寺号は吉祥寺ですが、山号は根本山。所在地も松戸市根本。地名と山号の由来は遠く弘法大師に所縁があります。
「千葉縣東葛飾郡誌」には、「當寺は大同二年(807年)僧空海當地に来錫して建立するところ、本尊薬師如来は弘法大師市刀三禮の一夜作」とありますが、実際には創建年代等は不詳とされているようです。
薬師詣でにきたのですが、礼に則ってまず本堂に参拝します。
本堂への参拝を終えて、薬師堂へ……。
小さな隙間からカメラのレンズだけ突っ込んで撮影に及びましたが、残念ながらお厨子の扉は閉ざされていました。左右に日光月光両菩薩と思われる小振りのお厨子があり、十二神将は直接見ることができます。

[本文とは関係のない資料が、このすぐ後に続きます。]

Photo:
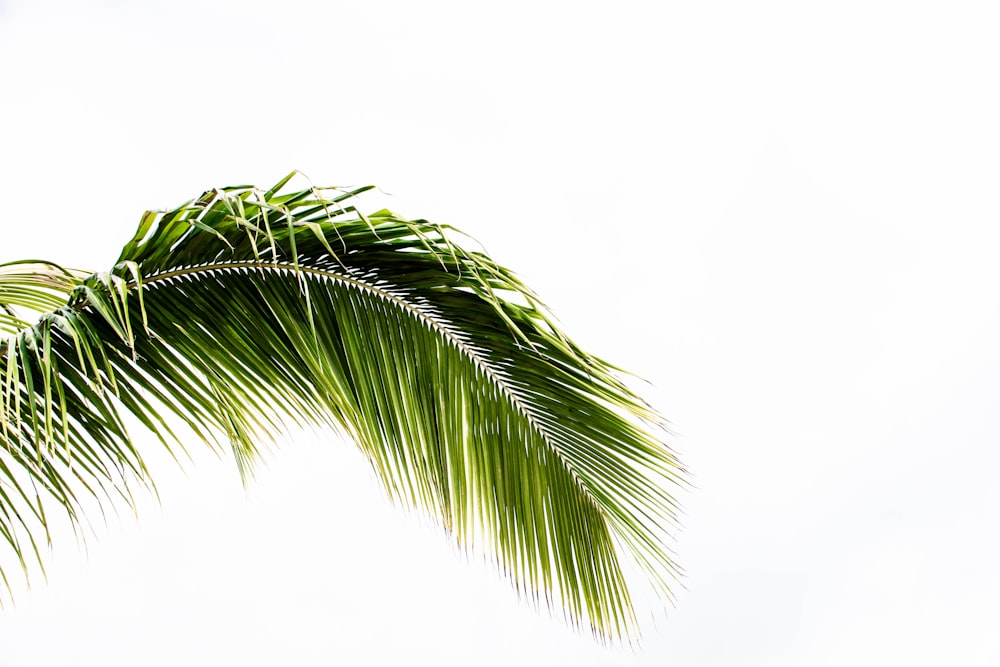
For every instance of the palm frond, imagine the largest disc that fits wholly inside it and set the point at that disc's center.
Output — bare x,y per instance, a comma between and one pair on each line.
244,310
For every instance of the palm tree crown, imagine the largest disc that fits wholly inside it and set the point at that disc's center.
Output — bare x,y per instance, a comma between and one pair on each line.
246,309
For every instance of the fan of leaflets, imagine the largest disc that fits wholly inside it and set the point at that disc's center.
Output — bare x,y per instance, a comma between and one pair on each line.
245,311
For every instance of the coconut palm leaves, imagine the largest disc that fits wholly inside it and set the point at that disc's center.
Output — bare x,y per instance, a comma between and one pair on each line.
245,310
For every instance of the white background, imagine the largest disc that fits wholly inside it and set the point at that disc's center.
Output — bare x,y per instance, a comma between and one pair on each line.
782,215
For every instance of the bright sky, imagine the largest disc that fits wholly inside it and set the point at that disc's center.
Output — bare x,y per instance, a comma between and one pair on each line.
783,215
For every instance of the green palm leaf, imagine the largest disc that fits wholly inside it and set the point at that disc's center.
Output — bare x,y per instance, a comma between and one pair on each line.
244,310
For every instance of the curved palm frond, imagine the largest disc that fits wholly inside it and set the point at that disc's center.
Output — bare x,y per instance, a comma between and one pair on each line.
246,309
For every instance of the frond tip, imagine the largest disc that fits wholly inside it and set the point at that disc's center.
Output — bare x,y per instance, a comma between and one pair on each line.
245,309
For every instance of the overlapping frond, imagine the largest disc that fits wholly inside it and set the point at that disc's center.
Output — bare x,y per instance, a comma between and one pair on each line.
244,309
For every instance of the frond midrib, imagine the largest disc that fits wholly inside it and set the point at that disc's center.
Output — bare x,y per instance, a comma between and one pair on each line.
482,363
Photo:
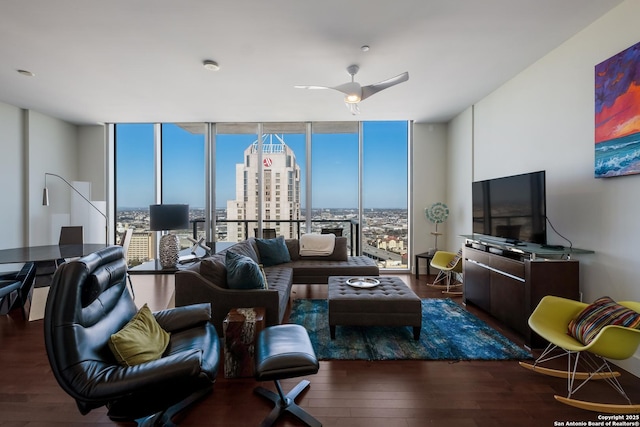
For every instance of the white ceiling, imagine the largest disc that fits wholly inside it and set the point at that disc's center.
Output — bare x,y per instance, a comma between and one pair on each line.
141,60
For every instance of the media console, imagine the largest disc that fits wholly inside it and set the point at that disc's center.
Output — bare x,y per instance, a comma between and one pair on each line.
509,281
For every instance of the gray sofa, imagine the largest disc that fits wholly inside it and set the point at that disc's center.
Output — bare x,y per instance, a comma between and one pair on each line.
206,281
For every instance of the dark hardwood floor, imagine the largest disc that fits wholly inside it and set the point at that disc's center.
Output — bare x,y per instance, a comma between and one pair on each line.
342,394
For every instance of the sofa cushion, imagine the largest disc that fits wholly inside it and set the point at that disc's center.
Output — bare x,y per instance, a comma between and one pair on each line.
273,251
293,245
243,272
214,269
602,312
246,248
140,340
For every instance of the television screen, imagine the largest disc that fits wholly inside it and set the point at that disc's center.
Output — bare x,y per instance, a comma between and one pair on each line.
512,208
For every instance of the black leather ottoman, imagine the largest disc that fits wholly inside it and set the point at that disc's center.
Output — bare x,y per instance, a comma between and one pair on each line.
285,351
391,303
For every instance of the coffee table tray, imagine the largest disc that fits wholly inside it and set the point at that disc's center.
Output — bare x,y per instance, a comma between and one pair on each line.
362,282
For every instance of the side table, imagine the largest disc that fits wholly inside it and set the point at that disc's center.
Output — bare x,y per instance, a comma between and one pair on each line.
241,329
428,256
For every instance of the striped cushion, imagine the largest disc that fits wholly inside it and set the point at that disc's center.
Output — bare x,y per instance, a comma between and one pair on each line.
602,312
455,259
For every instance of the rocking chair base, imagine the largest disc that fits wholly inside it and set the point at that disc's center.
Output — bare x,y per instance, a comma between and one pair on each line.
607,408
564,374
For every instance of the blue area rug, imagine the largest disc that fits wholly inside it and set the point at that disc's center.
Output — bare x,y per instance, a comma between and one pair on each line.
448,333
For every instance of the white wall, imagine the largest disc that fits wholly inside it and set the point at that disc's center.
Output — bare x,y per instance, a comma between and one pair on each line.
459,177
429,168
53,148
543,119
12,190
30,145
91,154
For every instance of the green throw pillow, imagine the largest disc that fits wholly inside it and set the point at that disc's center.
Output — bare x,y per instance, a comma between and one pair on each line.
273,251
139,341
243,272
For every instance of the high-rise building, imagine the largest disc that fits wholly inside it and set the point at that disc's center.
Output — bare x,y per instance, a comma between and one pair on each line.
280,193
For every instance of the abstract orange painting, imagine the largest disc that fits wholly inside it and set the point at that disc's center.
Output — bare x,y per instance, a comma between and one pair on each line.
617,114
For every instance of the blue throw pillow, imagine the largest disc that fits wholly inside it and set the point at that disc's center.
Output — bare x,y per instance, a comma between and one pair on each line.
273,251
243,272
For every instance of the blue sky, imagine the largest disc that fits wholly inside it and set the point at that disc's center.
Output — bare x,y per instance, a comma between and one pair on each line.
334,172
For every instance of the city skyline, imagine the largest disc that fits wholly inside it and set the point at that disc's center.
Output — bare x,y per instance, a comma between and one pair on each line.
332,157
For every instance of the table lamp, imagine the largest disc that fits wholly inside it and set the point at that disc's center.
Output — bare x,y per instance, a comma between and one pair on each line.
166,218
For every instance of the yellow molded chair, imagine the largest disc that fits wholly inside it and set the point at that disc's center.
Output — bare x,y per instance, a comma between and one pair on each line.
550,320
450,265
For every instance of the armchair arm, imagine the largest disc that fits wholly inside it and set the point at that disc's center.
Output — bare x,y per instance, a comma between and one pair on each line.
178,318
102,382
192,288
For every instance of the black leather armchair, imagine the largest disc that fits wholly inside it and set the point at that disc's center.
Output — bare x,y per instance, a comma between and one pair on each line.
88,301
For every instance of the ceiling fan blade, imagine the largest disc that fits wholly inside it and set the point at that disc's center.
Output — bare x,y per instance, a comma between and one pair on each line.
349,88
311,87
352,107
369,90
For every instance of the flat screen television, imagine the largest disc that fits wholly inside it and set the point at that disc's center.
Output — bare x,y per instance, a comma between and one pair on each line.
511,208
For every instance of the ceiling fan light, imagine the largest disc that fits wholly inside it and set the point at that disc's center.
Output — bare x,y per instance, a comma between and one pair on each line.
352,98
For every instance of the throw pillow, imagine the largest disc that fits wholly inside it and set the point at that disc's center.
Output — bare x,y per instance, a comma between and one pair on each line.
141,340
455,259
264,276
243,272
602,312
273,251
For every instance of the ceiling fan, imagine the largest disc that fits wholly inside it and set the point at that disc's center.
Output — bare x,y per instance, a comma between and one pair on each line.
354,93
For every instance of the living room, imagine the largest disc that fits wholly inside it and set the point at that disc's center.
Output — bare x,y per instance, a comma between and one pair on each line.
541,119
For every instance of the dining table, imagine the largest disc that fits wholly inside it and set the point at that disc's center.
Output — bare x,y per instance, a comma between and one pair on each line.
47,252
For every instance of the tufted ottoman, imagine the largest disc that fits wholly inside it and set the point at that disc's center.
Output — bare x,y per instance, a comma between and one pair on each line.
391,303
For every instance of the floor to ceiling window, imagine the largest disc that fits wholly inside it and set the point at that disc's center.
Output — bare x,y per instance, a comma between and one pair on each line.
135,186
356,182
183,172
334,177
180,175
385,184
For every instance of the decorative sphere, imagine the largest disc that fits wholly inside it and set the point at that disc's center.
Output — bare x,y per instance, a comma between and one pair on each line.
437,213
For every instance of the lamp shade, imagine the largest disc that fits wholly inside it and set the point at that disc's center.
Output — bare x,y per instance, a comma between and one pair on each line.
168,217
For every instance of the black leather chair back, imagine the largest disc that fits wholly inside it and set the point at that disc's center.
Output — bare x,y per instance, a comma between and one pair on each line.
88,301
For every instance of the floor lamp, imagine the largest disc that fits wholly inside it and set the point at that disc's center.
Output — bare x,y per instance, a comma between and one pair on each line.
45,201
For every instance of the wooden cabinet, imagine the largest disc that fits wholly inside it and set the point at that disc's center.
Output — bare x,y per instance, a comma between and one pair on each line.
510,285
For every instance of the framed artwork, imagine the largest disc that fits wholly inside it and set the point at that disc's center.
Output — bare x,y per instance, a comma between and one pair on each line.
617,114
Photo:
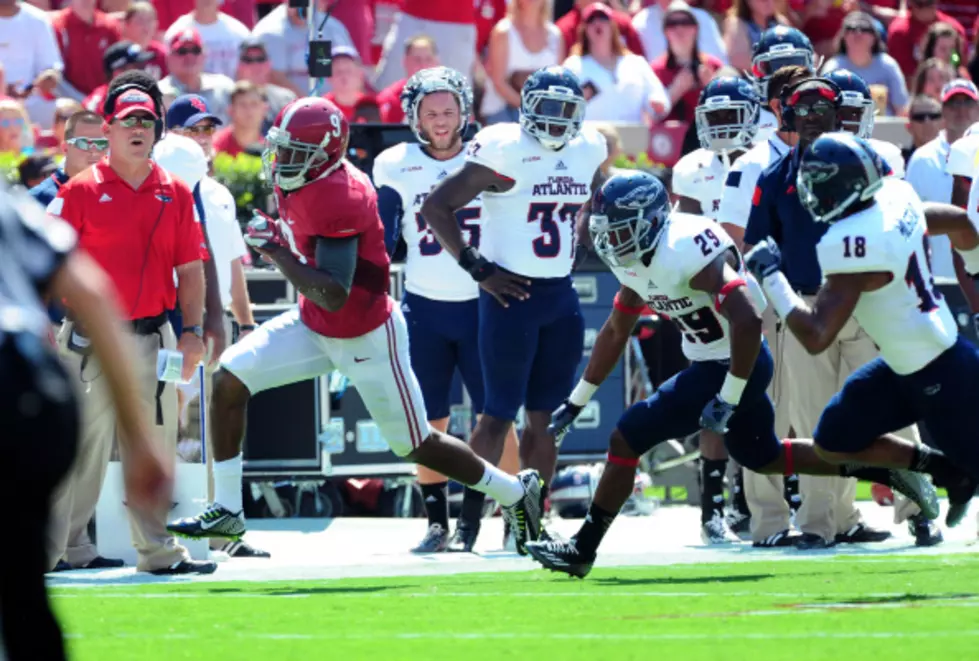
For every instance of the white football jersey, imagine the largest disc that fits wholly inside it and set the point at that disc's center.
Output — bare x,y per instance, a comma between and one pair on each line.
891,154
907,318
688,244
700,176
530,229
430,270
739,185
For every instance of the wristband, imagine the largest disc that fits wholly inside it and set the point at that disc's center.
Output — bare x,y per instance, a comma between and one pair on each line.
732,389
783,299
582,393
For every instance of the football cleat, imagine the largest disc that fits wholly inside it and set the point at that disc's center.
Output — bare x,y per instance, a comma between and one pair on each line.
436,540
523,517
917,488
464,538
716,532
561,556
215,521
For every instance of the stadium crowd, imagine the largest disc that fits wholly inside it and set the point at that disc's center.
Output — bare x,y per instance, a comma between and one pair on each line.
640,62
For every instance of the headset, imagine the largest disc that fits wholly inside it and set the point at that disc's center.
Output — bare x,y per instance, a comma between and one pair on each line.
788,113
109,105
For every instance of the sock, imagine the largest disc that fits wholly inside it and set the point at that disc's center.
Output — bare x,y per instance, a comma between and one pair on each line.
928,460
227,483
791,492
504,488
437,503
740,501
593,530
712,488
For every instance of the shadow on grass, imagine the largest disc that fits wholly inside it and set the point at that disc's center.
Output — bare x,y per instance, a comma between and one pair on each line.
743,578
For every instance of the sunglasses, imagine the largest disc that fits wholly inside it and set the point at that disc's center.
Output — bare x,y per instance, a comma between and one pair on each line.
89,144
133,122
204,129
816,108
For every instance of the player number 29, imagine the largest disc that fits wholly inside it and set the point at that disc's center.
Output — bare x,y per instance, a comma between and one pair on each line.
549,243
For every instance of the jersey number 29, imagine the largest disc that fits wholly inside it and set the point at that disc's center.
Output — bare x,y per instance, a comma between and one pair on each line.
429,246
549,243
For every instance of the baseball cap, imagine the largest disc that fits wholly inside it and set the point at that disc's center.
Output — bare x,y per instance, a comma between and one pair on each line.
124,53
187,110
596,8
131,101
960,86
188,37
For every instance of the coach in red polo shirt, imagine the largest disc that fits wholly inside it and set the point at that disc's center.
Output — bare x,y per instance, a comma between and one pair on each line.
137,222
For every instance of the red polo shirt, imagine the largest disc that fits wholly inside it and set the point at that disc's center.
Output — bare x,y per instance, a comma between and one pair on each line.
137,236
82,45
904,35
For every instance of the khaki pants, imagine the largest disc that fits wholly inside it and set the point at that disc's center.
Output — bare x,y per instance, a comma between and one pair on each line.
765,494
74,503
828,502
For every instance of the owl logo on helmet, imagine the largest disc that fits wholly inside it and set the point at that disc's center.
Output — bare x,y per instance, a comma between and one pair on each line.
552,107
307,141
430,81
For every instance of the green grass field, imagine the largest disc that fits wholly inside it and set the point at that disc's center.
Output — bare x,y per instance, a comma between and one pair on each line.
874,608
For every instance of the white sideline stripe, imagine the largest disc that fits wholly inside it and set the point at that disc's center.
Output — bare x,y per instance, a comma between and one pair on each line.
802,635
559,595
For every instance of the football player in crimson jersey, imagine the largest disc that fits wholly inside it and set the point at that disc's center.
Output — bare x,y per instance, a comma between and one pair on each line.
329,243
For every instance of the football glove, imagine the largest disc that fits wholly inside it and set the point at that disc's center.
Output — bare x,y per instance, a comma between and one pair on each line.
763,260
561,419
716,415
262,230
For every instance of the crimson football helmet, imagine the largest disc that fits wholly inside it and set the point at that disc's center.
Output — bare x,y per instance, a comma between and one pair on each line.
307,141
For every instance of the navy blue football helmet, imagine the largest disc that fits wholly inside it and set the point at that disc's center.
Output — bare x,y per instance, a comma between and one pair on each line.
727,114
429,81
552,107
628,216
855,95
836,171
779,46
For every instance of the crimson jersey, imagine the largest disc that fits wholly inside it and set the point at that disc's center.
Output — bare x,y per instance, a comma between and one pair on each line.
341,205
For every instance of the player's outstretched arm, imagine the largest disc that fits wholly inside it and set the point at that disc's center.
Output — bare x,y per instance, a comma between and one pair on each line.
609,345
815,327
328,284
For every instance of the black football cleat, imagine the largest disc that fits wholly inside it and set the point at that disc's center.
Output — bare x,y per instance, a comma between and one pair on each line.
436,540
464,538
925,532
862,534
215,521
561,556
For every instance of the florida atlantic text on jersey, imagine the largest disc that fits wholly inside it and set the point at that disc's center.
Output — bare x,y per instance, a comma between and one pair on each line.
430,270
530,229
689,243
907,318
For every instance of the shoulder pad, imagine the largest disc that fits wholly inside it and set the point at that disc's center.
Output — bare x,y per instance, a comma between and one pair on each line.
493,148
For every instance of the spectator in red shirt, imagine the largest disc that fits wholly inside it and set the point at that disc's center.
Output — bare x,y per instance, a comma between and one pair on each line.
742,28
247,111
905,32
420,53
119,57
683,69
140,27
348,89
83,34
568,24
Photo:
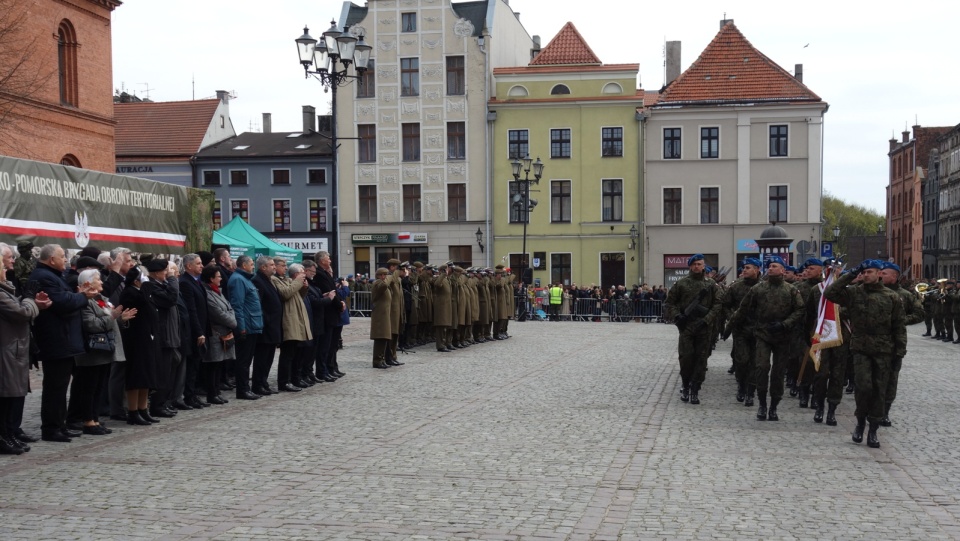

弘法大師作といわれる薬師如来三体のうち、もう一体は先月薬師詣でを済ませた馬橋の中根寺にあり、残りの一体はやや離れた印西市浦部の歓喜院に蔵められている、といわれています。
今日お参りした吉祥寺の薬師如来が木の根本を用いて彫られたので、地名が根本、寺の山号が根本山、先月の中根寺が木の真ん中を用いたので、地名が中根、寺号が中根寺なのに、もう一体がある歓喜院には、所在地にも寺の名にも木の上部を用いた、という証が何もないというのは一体なにゆえか、と思いますが、三体の薬師如来ということで思い当たるのは、龍の胴体が三つに分けられて落ちたところから薬師如来が祀られたという龍角寺、龍腹寺、龍尾寺の伝説です。これも三つということで、あまり余計なこと、野暮なことは考えずにお参りを済ませればいいことのようです。
帰りに通り抜けた公園では落葉盛んでした。